The sea is the largest ecosystem on our planet and although it is the most inaccessible to us, we humans have also changed the seas extensively since the beginning of the Industrial Revolution. This change is now progressing faster than our knowledge, and "shifting baseline" describes the phenomenon that is now considered natural and normal, which a few years or decades ago was considered to have been changed and impoverished by man. In the meantime, our age is called the Anthropocene, because human action has become the determining factor on the planet.

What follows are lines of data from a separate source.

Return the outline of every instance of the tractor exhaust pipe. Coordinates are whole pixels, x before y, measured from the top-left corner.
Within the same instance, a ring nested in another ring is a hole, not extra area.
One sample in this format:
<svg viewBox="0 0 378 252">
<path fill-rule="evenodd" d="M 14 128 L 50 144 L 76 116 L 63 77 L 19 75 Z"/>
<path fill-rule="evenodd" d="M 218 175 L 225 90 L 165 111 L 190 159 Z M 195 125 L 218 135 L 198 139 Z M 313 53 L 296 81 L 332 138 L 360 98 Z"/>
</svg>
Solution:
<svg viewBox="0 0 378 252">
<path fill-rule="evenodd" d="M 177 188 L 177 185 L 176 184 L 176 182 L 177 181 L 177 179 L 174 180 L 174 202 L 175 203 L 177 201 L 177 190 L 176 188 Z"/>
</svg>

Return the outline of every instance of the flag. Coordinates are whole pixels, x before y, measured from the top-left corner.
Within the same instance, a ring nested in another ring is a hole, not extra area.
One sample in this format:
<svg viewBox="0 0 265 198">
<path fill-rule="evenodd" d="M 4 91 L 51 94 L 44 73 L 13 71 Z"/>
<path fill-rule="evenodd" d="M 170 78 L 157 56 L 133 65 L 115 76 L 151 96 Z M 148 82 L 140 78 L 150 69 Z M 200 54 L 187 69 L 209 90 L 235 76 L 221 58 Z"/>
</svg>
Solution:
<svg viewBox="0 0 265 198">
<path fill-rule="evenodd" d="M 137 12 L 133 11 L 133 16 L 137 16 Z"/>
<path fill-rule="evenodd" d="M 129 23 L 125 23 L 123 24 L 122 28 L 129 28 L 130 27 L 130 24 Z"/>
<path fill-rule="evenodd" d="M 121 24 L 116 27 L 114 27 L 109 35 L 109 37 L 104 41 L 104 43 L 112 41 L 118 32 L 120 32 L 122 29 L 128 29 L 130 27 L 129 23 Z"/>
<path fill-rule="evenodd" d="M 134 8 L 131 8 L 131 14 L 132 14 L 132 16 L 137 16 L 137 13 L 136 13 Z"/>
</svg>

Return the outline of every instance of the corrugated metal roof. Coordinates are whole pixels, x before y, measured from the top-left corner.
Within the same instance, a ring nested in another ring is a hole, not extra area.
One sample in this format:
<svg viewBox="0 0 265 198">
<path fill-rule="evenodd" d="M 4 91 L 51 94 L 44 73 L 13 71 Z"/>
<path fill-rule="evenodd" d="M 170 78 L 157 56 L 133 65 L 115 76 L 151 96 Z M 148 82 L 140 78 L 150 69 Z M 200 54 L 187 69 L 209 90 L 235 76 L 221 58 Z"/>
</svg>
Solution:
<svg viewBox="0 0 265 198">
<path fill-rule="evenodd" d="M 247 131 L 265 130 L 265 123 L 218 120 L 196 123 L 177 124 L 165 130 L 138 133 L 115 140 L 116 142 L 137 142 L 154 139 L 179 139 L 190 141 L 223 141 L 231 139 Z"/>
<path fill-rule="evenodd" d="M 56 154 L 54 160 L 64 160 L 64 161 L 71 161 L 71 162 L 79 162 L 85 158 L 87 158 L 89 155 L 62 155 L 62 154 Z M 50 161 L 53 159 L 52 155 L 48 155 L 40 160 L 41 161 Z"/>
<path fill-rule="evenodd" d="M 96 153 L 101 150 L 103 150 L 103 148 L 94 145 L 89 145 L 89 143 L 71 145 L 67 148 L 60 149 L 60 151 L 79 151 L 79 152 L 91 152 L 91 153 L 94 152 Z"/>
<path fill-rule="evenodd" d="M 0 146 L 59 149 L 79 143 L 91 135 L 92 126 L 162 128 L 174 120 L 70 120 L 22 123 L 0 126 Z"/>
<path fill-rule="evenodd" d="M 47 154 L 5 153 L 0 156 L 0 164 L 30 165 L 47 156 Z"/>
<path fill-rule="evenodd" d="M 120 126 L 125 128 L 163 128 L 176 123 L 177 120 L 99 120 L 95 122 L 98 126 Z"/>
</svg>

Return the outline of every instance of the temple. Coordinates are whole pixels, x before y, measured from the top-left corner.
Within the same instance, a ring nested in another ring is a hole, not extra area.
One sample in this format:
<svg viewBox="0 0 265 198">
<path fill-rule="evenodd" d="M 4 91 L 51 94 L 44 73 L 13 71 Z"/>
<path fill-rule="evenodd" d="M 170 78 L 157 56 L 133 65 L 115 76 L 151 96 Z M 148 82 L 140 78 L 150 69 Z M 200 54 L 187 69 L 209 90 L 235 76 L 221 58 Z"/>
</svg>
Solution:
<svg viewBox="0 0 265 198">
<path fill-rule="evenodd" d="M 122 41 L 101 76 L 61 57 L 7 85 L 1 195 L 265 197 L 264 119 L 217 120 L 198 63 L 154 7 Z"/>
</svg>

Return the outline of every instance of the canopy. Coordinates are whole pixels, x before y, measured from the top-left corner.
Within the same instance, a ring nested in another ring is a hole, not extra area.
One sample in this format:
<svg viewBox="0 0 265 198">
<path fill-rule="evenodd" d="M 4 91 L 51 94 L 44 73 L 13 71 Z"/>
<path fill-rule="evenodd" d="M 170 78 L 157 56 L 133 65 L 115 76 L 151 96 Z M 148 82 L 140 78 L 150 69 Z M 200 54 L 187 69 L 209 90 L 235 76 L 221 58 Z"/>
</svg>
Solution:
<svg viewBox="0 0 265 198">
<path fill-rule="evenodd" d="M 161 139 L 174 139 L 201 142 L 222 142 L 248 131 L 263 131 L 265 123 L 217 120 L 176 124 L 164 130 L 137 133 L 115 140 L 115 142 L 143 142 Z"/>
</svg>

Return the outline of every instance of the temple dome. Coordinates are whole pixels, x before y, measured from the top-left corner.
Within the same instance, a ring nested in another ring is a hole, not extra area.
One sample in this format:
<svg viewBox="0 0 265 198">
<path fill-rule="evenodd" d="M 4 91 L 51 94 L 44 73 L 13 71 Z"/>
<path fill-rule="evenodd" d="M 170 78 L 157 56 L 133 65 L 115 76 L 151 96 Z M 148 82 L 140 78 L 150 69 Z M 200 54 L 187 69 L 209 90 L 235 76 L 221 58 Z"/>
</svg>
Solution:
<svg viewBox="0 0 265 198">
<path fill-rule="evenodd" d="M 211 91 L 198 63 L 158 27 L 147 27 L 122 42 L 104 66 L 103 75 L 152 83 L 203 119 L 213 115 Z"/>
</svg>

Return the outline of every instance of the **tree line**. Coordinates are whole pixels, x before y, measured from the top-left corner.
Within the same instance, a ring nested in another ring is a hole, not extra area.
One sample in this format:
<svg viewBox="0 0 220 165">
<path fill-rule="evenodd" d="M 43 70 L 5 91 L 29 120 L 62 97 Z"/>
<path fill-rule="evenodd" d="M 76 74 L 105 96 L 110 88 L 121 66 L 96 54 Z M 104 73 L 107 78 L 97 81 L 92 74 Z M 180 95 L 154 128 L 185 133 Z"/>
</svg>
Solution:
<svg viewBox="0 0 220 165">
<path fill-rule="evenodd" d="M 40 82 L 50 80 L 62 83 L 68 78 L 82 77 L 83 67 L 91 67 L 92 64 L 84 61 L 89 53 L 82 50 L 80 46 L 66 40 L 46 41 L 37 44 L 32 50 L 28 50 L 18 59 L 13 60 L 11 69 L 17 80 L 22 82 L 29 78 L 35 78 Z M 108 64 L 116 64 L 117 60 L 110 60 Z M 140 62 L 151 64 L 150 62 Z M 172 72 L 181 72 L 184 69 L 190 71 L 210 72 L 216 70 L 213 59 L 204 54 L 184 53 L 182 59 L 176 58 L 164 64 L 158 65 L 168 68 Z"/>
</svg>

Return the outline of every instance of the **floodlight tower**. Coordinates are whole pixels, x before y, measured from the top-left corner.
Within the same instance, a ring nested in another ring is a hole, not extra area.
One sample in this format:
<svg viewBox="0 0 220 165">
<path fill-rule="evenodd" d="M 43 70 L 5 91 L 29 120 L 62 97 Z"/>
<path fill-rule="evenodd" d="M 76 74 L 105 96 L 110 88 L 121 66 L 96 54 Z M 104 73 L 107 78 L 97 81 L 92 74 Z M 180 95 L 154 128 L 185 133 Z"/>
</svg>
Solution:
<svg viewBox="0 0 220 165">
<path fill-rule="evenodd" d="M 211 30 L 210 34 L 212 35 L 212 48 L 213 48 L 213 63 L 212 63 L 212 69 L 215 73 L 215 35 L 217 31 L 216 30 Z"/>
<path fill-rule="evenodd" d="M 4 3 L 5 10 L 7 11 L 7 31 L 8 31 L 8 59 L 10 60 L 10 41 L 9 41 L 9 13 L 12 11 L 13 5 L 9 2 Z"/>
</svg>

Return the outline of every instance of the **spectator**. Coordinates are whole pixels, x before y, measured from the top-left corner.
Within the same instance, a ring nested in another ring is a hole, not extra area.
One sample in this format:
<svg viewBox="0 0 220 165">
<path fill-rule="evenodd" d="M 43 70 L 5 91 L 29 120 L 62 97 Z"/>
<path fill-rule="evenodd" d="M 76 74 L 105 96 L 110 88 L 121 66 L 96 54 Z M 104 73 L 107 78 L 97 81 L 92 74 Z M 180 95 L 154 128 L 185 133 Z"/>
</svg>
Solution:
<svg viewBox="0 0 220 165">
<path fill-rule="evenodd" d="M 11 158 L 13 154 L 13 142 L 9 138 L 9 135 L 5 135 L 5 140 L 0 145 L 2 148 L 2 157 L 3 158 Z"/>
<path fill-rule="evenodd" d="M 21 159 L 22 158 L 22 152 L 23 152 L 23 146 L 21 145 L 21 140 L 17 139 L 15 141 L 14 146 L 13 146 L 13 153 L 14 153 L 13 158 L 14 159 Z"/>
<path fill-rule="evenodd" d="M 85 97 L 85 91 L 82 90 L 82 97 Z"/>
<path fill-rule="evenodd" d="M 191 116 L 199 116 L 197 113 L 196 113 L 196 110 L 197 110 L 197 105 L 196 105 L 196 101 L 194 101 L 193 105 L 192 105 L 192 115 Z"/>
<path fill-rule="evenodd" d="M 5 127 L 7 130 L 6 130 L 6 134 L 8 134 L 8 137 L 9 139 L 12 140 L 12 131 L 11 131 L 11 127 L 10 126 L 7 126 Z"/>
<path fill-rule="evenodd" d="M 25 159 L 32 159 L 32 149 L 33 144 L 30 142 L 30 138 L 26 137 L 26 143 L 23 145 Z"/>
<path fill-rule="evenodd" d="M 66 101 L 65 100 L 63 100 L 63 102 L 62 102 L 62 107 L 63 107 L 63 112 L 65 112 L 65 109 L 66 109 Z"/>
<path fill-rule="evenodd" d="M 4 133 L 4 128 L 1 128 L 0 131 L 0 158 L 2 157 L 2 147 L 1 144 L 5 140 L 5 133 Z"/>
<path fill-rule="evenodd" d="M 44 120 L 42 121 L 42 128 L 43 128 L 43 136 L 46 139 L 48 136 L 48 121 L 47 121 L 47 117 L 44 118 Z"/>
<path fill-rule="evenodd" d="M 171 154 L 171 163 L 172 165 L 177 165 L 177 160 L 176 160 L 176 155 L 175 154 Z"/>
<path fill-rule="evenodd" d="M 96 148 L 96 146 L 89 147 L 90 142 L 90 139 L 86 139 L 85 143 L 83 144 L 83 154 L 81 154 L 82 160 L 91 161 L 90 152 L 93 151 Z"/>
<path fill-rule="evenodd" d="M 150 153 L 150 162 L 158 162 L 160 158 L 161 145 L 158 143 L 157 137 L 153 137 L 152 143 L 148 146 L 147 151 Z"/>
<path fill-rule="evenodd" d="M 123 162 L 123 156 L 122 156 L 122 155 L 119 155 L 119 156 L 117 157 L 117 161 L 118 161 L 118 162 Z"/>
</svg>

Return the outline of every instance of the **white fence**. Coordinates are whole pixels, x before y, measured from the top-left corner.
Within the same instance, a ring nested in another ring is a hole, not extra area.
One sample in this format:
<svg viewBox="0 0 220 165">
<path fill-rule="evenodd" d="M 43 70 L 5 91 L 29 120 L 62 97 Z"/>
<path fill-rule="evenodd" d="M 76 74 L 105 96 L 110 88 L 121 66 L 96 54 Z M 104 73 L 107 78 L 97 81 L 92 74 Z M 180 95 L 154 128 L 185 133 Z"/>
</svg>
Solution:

All systems, ecological, economic as well as social and cultural, are subject to the same major trends of acceleration, degradation, centralization and impoverishment. The Anthropocene is the age of eutrophication and extinction of species, landscapes, cultures, languages and entire ecosystems.
Our themes are also themes of understanding this loss. But at its core is the question of what we can do to reverse this trend.
The answers are clues to paths into a world of diversity, structural richness, beauty, empathy and perspectives for many.
All themes are interwoven, just as everything on earth is interwoven. The demarcations are therefore sometimes somewhat arbitrary, other cuts are just as correct. But what remains decisive is that no matter how the point of view is chosen, there are always similar problem descriptions, similar causes, similar pseudo solutions and fundamentally different approaches to a long-term sustainable solution.